Every seed – from tiny rhododendron to giant coconut – holds magic. Size, shape, color, and the preference for desert or swamp: all these characteristics come to life the moment specific elements merge and germination takes place.
Exploring the world of seed collection encourages a deeper understanding of natural cycles and provides a satisfying way to enhance the home landscape. Swapping seeds with friends is a great hobby, and packets of home-collected seeds make memorable gifts.
Seeds can travel a thousand miles or more by wind or water, they get carried along for shorter distances by birds or squirrels, they explode in spring-loaded bursts or cling to animal's fur. Germination requirements – the right mix of oxygen, moisture, and heat – also vary considerably, even though the general requirements for seed storage (in a cool, dry, dark place) are fairly uniform.
Surprisingly, seed viability – the length of time a seed retains its ability to regenerate, if properly stored – ranges from several years to a decade or more for common plants like tomato, cucumber, lettuce, beets, and peas, and up to fifty years for evening primrose. But in a few cases, poplars for instance, the seeds must be sown within days of ripening.
Another subtlety: the conditions for breaking seed dormancy vary from mild to extreme, from a few drops of water, to seasonal cold, to the heat of forest fire. And yet, success is easy if you just try.
Plants just want to reproduce, and the phrase “gone to seed” reflects that fact: a garden that has not been cleaned, deadheaded and thinned, soon takes on a wild look.
So, using garden seeds judiciously means observation and planning…and action. You may unlock a treasure chest of wildflowers, ferns, ornamental bulbs and annuals, shrubs, even trees – in seed form -- that are all ready to reproduce in your yard… where you decide they should grow.
Some garden flowers form heads full of small seeds that spread and germinate quickly, often in the same season. These include love-in-a-mist (Nigella damascena), money plant (Lunaria annua) and poppy (Papaver spp). Instead of letting these seeds spread in place and become crowded, cut the seed heads before they are entirely dry and have split open, and move them into new areas you wish to develop. Simply lay the seed heads in place and by the following spring new plants should be growing strong.
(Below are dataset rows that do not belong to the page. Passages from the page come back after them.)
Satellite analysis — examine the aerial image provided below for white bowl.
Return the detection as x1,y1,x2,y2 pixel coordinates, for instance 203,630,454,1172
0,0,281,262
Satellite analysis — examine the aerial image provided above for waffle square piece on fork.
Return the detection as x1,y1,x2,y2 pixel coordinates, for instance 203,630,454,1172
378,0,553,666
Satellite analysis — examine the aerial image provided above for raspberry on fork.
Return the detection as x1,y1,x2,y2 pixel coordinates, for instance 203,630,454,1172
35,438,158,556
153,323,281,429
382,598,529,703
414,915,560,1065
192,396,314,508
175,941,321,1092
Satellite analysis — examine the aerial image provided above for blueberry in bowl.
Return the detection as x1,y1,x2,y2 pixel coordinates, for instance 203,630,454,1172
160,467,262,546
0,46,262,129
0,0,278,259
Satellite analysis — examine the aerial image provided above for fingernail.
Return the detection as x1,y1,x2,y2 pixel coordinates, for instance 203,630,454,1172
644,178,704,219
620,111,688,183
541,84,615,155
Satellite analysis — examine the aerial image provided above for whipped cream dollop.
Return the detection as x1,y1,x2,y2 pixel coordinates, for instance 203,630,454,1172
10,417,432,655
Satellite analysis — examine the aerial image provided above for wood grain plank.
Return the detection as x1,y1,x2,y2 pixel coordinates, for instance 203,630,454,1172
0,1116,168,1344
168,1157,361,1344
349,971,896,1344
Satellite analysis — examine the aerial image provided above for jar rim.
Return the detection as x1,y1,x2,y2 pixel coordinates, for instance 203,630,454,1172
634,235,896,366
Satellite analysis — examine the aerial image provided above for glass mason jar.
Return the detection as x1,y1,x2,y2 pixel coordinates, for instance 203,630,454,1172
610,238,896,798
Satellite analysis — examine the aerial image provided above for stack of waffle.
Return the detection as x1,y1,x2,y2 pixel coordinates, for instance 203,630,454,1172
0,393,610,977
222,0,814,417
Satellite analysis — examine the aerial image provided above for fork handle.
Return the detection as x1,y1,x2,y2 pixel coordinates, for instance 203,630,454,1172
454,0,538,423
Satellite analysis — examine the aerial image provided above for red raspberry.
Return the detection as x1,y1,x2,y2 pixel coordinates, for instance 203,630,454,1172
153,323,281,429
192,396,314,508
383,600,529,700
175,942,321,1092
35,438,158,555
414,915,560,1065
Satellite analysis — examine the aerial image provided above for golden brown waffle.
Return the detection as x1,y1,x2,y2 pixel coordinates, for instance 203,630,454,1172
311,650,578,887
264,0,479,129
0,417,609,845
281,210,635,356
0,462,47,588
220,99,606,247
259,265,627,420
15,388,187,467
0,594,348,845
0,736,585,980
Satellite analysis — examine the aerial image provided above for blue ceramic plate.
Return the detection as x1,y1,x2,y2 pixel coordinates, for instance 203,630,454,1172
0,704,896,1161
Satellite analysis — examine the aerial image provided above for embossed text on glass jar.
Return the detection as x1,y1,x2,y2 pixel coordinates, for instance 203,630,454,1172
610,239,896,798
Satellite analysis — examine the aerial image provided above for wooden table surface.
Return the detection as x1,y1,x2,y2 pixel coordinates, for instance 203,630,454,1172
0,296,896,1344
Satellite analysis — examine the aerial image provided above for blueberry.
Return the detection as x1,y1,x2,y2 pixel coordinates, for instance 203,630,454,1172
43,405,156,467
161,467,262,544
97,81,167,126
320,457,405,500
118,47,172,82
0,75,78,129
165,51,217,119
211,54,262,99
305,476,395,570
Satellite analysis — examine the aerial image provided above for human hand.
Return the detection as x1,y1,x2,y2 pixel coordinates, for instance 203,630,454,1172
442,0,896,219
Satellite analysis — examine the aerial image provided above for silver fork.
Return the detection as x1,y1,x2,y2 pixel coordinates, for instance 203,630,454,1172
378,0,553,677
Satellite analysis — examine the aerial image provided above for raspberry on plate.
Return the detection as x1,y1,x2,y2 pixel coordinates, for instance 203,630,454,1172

That same technique actually works for many other flowers; there's no need to start plants indoors in individual pots over the winter if these are just being transplanted anyway. I have had great success with starting various lily seeds directly in the garden; same thing with cosmos (Cosmos bipinnatus), black-eyed Susan (Rudbeckia hirta), Jack-in-the-pulpit (Arisaema triphyllum), and Echinacea.
I have even grown ferns in place by blowing spores from mature fronds into cracks and crevices where I would like new ferns to grow. This method may take two years to show results. Likewise, some woody shrubs require two years to show growth from seed.
A different technique is to collect garden seed before it completely dries and disperses, then air dry the seeds further indoors on clean paper for storage and later use. Iris seeds are easy to collect and store, as are nasturtium (Tropaeolum), sunflowers (Helianthus spp.), and herbs like dill and cilantro. Be sure to label seeds by variety, date, and place collected.
Note that hybrid varieties seldom grow “true” to seed, but revert to an original type.
It helps to know something about seed structure in order to understand the requirements for germination and early growth.
Collecting seeds doesn't go by the calendar, but rather by when each plant shows the signs of readiness. In general that means a husk, seedhead or pod is thinning, turning brown or beginning to break apart. That's when to collect seeds. How? If possible, use garden scissors to cut seed heads or pods directly over an open envelope, bowl or bucket. That helps assure that loose seeds are not lost. Sieve or clean and separate seeds by hand, then fold into paper and label by plant and date. Store in a cool, dark place.
Black-eyed Susans have a stiff, brush-like brown seedhead when ready, cosmos have a smaller, looser seed head; irises produce sturdy ovate pods that hold rows of kernel-like seeds and turn brown when mature. To collect nasturtium seeds for pickling, remove the seed heads while they're green and plump; for next year's garden wait until papery husk is drying. The one seed you don't want to see is the dandelion, although it is lovely flying through the air! The brilliant Web site www.theseedsite.co.uk has photos of hundreds of mature seed pods for identification.